The Complex Relationship Between Crowdsourcing and Innovation

Innovation and Crowdsourcing are complex topics by nature, each with their own set of unique challenges; for insight professionals, this means working out how to carefully navigate both topics when they arise. Taking them on their own isn’t too much of an issue, but if we are looking to use crowdsourcing as a way of ideating and developing an innovation, then that’s when things start to get a bit tricky.

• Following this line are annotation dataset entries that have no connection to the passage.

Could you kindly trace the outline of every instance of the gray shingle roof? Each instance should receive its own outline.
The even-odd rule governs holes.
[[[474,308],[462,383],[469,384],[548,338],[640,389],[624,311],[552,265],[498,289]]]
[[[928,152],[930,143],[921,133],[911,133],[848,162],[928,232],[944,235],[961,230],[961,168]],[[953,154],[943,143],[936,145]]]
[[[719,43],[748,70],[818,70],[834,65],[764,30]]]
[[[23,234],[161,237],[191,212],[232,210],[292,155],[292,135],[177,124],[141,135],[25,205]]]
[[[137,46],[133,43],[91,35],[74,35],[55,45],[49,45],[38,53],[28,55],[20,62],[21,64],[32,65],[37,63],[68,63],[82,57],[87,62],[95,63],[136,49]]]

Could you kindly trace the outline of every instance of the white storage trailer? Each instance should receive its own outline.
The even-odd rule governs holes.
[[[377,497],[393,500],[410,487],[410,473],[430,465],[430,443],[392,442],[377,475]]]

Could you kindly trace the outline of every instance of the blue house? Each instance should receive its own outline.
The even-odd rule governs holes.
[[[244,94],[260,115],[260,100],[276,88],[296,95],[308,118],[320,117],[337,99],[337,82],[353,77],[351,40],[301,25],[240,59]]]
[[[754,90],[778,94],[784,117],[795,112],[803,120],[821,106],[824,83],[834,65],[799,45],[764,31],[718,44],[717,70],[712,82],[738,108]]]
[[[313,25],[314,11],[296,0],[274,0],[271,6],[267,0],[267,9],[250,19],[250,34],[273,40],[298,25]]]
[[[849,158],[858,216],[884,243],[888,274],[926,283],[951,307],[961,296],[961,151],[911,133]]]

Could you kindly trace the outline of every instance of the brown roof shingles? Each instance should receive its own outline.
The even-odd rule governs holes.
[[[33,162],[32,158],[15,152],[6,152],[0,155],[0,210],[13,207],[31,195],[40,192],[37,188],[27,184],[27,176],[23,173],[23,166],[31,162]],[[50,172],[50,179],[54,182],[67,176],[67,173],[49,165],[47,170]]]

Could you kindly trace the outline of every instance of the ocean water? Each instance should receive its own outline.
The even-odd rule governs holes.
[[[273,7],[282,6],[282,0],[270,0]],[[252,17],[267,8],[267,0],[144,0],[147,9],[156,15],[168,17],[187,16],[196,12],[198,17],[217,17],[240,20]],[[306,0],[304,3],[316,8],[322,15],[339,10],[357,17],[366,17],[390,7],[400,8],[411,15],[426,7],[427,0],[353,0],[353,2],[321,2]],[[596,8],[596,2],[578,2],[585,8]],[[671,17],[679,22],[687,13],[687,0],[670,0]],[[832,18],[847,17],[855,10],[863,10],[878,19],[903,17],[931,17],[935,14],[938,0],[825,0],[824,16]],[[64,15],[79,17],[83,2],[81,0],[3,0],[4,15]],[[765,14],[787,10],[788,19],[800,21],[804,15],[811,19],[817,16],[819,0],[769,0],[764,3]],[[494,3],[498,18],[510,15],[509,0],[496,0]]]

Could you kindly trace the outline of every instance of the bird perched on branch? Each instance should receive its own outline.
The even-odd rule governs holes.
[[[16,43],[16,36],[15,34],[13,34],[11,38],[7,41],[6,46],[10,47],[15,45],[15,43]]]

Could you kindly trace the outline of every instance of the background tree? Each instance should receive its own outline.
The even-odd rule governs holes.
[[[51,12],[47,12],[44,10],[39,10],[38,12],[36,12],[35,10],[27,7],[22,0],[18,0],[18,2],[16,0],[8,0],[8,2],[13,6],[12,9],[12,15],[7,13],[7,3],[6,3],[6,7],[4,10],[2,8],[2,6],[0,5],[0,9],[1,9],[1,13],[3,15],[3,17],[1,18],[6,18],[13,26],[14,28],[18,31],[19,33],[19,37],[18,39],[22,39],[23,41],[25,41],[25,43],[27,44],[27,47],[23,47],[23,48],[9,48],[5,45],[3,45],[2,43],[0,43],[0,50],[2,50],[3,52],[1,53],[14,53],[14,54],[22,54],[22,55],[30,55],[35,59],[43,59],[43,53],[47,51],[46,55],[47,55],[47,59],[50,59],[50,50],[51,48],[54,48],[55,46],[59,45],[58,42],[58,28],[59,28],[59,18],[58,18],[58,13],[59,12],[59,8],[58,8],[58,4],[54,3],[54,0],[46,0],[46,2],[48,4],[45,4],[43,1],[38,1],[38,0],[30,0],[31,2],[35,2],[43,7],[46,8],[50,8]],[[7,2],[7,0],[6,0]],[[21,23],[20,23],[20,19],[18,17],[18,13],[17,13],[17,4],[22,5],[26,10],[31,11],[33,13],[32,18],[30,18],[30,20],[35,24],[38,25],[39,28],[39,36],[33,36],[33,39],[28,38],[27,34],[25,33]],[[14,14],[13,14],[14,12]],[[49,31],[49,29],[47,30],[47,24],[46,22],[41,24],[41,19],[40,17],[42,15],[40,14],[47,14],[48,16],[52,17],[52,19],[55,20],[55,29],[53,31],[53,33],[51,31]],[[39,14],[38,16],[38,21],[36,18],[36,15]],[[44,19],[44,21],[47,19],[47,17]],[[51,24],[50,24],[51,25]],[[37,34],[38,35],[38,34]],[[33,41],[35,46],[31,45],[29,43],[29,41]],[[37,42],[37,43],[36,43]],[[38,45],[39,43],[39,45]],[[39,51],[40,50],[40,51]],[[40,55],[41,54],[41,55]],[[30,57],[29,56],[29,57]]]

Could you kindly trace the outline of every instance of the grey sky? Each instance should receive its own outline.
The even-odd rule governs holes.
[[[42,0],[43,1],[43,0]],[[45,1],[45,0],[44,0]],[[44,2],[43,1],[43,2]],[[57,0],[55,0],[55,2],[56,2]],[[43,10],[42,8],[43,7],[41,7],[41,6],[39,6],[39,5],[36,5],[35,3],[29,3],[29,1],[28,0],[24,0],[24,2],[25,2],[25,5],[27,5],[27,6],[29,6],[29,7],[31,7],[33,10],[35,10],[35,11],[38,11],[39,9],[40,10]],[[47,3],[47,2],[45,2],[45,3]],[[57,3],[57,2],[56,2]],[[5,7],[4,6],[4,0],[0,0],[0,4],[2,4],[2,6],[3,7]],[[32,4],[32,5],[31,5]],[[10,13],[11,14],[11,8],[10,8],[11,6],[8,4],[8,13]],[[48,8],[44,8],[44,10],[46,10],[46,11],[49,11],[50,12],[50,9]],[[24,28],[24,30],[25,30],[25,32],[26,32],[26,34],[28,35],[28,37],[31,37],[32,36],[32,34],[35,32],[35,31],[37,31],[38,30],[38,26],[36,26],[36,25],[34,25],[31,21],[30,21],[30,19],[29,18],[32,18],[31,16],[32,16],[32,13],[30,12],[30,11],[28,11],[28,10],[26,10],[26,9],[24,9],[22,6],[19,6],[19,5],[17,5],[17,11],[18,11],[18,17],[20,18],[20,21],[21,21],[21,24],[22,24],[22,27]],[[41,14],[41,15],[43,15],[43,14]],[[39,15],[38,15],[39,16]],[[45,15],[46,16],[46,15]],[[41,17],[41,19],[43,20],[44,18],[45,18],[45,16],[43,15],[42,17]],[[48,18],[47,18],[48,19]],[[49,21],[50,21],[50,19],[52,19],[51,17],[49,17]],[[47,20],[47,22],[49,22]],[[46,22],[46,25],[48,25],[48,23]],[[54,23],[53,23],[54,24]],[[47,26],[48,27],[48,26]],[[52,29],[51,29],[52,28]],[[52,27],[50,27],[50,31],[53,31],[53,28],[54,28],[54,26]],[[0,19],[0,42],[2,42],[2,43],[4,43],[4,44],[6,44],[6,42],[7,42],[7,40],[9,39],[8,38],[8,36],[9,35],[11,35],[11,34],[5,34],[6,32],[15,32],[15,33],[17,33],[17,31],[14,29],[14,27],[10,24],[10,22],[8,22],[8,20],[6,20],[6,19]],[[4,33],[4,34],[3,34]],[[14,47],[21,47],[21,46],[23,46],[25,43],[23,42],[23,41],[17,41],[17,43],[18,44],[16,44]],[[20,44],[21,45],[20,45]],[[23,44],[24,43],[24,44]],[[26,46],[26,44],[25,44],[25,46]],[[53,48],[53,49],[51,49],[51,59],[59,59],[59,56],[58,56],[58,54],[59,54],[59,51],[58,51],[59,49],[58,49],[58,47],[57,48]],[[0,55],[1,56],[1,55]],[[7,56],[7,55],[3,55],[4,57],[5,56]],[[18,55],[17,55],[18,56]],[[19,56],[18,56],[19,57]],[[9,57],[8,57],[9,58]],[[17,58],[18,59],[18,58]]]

The Trouble with Crowdsourcing and Innovation

First of all, crowdsourcing is a method that outsources a task generally assigned to a professional to a large group of customers and consumers in the form of an open call. So they participate in research that identifies innovation and brings it to life. There have been many positive impacts on crowdsourcing on innovation such as greater opportunity identification and attainment, but opportunity isn’t always realised to the best of its potential. There are also a few drawbacks that make us really think about whether this method is worth the insights it produces.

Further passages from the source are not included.